Larve, je vais éclore ; oiseau, je sors de l’œuf.


Je redeviens enfant auprès de mes déesses.
Nephthys m’a réchauffé : que son souffle était doux !
Et, maternelle, Isis me prend sur ses genoux ;
Je bois son lait ; ses mains sont pleines de caresses.

Sur le fleuve caché j’erre avec Osiris.
Serpents, fuyez ma lance ; arrière, crocodiles !
La barque va glissant le long des vertes îles,
Dans les roseaux, parmi de légers tamaris.

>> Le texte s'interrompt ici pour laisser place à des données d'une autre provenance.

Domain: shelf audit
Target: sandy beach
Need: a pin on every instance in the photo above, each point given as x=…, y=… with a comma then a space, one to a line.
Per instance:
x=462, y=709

C’est aux sources du Nil qu’il m’est donné de boire.
Je vis de nobles fruits, de froment, de mets purs.
Hauts comme des palmiers, s’élancent mes blés mûrs ;
Je les moissonne en paix dans les champs de la gloire.

Je perce de mes traits les ennemis des dieux.
Jamais d’impuretés sous mes blanches sandales.
Je vous ouvre au matin, Portes orientales,
Lorsqu’Osiris renaît dans son fils radieux.

Je ceindrais ses rayons s’ils me faisaient envie !
Vêtu de lin broché, d’or, d’heureuses couleurs,
Baigné de frais parfums, foulant des lits de fleurs,
J’aspire largement les souffles de la vie.



IV

Je sais ! je sais ! j’ai vu l’existence. La loi.
Se développe avec majesté devant moi.
Prêtre d’un sanctuaire ineffable, j’encense
Dieu, le cœur de mes dieux ! Avant toute naissance
Il a dit au soleil : « Viens à moi. » J’ai compris..
Lorsqu’avec une joie intime je souris,
C’est que monte vers Dieu ma prière fervente.
Ô volupté terrible, ô sublime épouvante
De le voir face à face et sans baisser mes yeux,
Lui qui m’éblouissait même à travers les dieux !
La splendeur est son ombre. Il vit, seul, en lui-même.
Dire son nom serait un monstrueux blasphème :
Silence ! — L’Inconnu se révèle à bien peu ;
Mais moi, moi, sans mourir, de ma chair, j’ai vu Dieu !
Tandis que mon regard pénètre au fond des choses,
Les sources du savoir pour les vivants sont closes ;
Et s’ils pensent, après d’héroïques efforts,
Entrevoir la déesse au mystérieux corps,
La grande Isis, raillant leur angoisse cruelle,
Ramène le torrent de ses cheveux sur elle.


V

Osiris, roi funèbre aux yeux pleins de douceur,
Toi qu’ont ressuscité les baisers de ta sœur,

Ô toi, l’aîné des morts ! chaque jour, en silence,
Hors du vaste Amenti ton fils Horus s’élance.

Le vengeur de son père illumine soudain
Tout l’orient du ciel fleuri comme un jardin.

Sitôt qu’il apparaît dans la pourpre des nues,
Les entrailles du lynx farouche sont émues.

Les hommes, pour le voir, s’arrachent au sommeil ;
C est un autre Osiris, c’est l’éternel soleil !

Et moi, Dieu m’a fait libre ; il veut que je revoie
La terre magnifique et les cieux pleins de joie.

J’étais comme Osiris et je deviens Horus ;
Je monte radieux, le front ceint de lotus.


Je suis Ra dans sa gloire et Toum quand il se couche.
C’est moi qui fais les vents par le feu de ma bouche.

Invisible, ou paré des formes du dieu grand,
Je suis l’âme qui veille et l’esprit qui comprend.

Je m’agenouille auprès des astres que je croise
Sur le céleste Nil aux vagues de turquoise.

L’intarissable flux des siècles, je l’entends.
Je foule avec bonheur le beau chemin du temps.

J’étreins le corps d’Isis. Je déchire ses voiles.
Mon diadème ardent s’associe aux étoiles.

Je suis l’Épervier d’or, l’Oiseau libre et vainqueur.
Je possède à jamais la grande paix du cœur.